Raman spectroscopy alone can achieve 90% detection accuracy. Petrecca and colleagues developed an integrated cancer detection system that combines Raman spectroscopy with intrinsic fluorescence spectroscopy and diffuse reflectance spectroscopy.

The optical detection system consists of a handheld probe coupled with an analytics platform on a mobile cart. The probe contains miniaturized spectroscopy technology, and has a tip the same size surgeons use to remove brain cancers. “The probe can scan a 500 micron-diameter area of tissue. Since a cell is roughly 10 microns across, the tool is able to detect down to small numbers of cancer cells,” said Petrecca.

The researchers developed the platform’s machine-learning algorithm using archived tissue samples of brain cancer and normal cells from brain surgeries classified by standard pathology.

In a validation study, they investigated the use of the optical system among 15 patients with grade II–IV gliomas and metastatic brain tumors from primary lung cancer, colon cancer, or melanoma who were undergoing open cranium surgery. They interrogated 10 to 15 sites in each patient, 161 sites in total, taking optical readings of normal and tumor tissue regions at each site for blinded post-analysis. The goal was to determine if cancer cells were present, and then to compare the data to corresponding spectral data.

Image analysis demonstrated improvements, measured as area under the curve. The technology demonstrated 97% accuracy, 100% sensitivity, and 93% specificity, which approaches the threshold for complete resection, the researchers stated. They were able to detect cancer with virtually the same degree of accuracy, sensitivity, and specificity among all cancer types investigated.

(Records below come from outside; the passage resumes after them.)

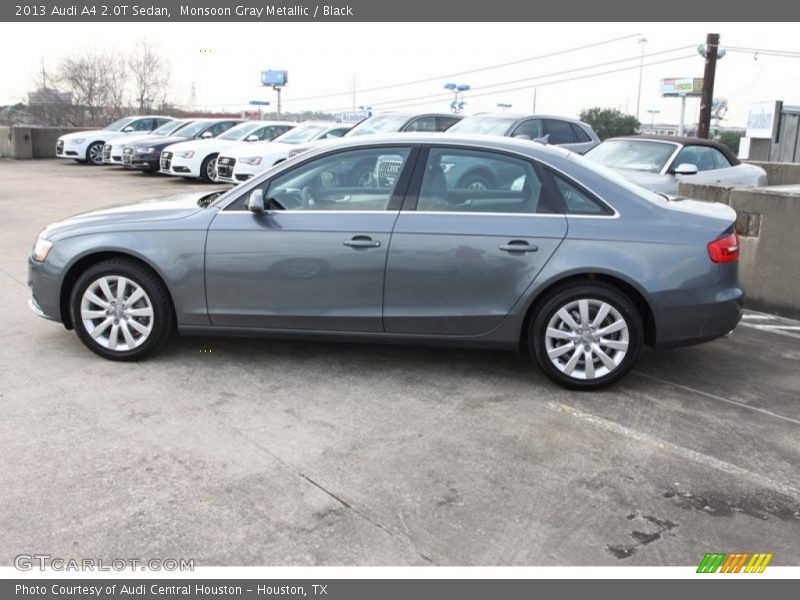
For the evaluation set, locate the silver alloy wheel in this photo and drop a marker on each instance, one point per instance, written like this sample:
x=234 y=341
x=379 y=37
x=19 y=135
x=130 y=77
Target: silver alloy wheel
x=587 y=339
x=117 y=313
x=96 y=154
x=211 y=169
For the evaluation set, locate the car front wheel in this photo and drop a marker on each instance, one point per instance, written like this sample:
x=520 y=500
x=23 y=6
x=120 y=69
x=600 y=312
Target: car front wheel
x=586 y=336
x=121 y=310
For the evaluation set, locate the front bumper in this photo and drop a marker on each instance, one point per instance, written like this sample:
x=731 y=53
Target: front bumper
x=44 y=283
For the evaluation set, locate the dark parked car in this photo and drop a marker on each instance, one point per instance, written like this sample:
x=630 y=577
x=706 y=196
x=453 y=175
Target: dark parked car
x=570 y=262
x=571 y=134
x=145 y=155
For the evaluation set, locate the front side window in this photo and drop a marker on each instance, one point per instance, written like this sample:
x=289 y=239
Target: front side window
x=344 y=181
x=482 y=182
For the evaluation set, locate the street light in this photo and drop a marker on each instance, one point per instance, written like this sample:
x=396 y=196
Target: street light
x=457 y=105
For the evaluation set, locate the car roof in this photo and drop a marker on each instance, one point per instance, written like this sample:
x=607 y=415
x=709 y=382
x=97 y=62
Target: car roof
x=684 y=141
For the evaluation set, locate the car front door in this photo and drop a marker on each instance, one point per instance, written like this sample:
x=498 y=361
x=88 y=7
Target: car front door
x=315 y=258
x=462 y=256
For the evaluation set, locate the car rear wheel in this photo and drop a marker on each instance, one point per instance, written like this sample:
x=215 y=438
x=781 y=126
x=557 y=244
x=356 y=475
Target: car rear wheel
x=586 y=336
x=121 y=310
x=208 y=170
x=94 y=153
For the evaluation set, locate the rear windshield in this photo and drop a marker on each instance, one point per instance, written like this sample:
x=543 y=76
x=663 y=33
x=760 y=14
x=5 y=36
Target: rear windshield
x=482 y=125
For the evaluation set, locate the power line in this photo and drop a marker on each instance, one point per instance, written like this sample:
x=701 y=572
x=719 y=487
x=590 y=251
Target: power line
x=568 y=79
x=441 y=96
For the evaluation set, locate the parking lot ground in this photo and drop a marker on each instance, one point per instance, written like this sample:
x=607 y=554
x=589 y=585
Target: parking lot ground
x=259 y=452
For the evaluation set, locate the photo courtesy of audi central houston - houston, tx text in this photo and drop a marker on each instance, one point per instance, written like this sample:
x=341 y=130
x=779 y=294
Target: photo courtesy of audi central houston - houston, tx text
x=330 y=292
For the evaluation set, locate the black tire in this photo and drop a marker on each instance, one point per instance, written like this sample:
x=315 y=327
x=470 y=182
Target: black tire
x=475 y=181
x=204 y=168
x=598 y=375
x=156 y=294
x=94 y=154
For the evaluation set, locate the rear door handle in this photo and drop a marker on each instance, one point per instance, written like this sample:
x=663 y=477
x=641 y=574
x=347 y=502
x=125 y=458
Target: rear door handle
x=518 y=246
x=362 y=241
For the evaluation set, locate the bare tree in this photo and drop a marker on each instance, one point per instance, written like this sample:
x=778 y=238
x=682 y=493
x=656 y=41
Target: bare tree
x=97 y=83
x=150 y=73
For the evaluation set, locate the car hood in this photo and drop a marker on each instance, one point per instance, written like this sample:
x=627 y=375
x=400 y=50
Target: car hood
x=258 y=149
x=212 y=145
x=173 y=207
x=106 y=134
x=158 y=141
x=666 y=184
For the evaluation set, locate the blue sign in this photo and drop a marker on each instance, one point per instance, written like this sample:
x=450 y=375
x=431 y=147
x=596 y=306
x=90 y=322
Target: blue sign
x=274 y=78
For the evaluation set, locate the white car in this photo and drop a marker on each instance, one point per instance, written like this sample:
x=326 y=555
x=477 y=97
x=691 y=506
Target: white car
x=87 y=146
x=112 y=151
x=197 y=158
x=659 y=163
x=242 y=161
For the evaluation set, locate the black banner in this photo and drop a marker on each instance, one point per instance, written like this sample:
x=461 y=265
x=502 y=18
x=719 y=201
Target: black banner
x=105 y=11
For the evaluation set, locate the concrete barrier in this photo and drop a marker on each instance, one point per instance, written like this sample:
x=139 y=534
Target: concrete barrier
x=27 y=141
x=767 y=224
x=779 y=173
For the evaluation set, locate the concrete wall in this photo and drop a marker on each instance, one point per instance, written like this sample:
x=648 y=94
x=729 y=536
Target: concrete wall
x=5 y=142
x=779 y=173
x=36 y=142
x=768 y=222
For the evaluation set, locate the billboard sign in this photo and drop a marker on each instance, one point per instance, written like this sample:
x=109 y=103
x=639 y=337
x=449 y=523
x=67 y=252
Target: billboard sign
x=762 y=119
x=682 y=86
x=274 y=78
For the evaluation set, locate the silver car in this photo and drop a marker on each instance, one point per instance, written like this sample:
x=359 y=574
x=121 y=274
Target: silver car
x=659 y=163
x=568 y=133
x=559 y=258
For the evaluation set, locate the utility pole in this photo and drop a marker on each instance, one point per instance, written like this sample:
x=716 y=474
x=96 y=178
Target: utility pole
x=712 y=45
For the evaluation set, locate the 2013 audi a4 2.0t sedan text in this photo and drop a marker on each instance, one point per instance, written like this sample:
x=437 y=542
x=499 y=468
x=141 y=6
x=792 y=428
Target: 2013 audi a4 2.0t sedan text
x=559 y=257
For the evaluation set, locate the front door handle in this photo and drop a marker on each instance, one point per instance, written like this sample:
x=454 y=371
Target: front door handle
x=518 y=246
x=362 y=241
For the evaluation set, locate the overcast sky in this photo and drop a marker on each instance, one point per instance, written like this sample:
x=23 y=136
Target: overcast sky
x=323 y=59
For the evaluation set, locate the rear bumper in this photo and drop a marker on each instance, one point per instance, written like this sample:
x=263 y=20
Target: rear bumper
x=689 y=317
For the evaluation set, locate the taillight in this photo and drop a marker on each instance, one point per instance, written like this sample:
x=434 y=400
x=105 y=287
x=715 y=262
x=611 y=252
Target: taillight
x=724 y=249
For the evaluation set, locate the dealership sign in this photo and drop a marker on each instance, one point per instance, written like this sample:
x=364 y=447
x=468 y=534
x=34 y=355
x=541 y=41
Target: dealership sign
x=274 y=78
x=682 y=86
x=762 y=119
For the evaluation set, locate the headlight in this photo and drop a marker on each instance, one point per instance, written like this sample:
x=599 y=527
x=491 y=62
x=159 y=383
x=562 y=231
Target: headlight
x=41 y=249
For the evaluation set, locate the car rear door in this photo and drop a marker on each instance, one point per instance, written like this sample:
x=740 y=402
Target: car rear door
x=461 y=257
x=315 y=260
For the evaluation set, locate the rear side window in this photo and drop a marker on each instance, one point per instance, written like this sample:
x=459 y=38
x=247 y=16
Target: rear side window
x=560 y=132
x=577 y=201
x=580 y=134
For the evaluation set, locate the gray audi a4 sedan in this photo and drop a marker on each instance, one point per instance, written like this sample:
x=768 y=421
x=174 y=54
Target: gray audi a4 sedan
x=557 y=256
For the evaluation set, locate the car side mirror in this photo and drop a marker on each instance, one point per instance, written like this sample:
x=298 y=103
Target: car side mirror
x=255 y=202
x=686 y=169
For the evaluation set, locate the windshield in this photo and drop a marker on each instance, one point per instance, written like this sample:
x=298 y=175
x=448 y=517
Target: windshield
x=637 y=155
x=618 y=178
x=482 y=125
x=193 y=129
x=301 y=134
x=379 y=124
x=168 y=127
x=119 y=125
x=241 y=131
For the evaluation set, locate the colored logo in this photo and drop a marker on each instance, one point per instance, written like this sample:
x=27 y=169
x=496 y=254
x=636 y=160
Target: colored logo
x=734 y=562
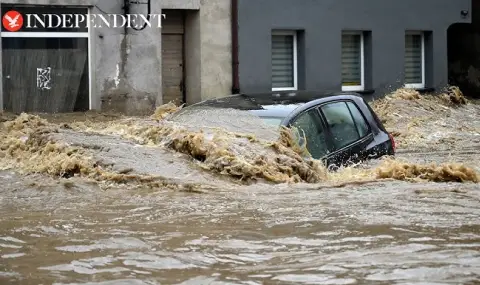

“Our findings are novel since optical techniques are not standard in any surgeries at present,” said Petrecca. “The results also indicate a strong potential for this technology to be adapted to a wide range of surgical and detection applications, including laparoscopic and robotic surgeries, and colonoscopy,” and thereby increase the diagnostic accuracy of these procedures and treatments.

In the future, the technology will be tested in clinical trials designed across a larger patient population and for a variety of cancer types, looking at residual cancer following surgical intervention, diagnostic accuracy, progression-free survival, and overall survival.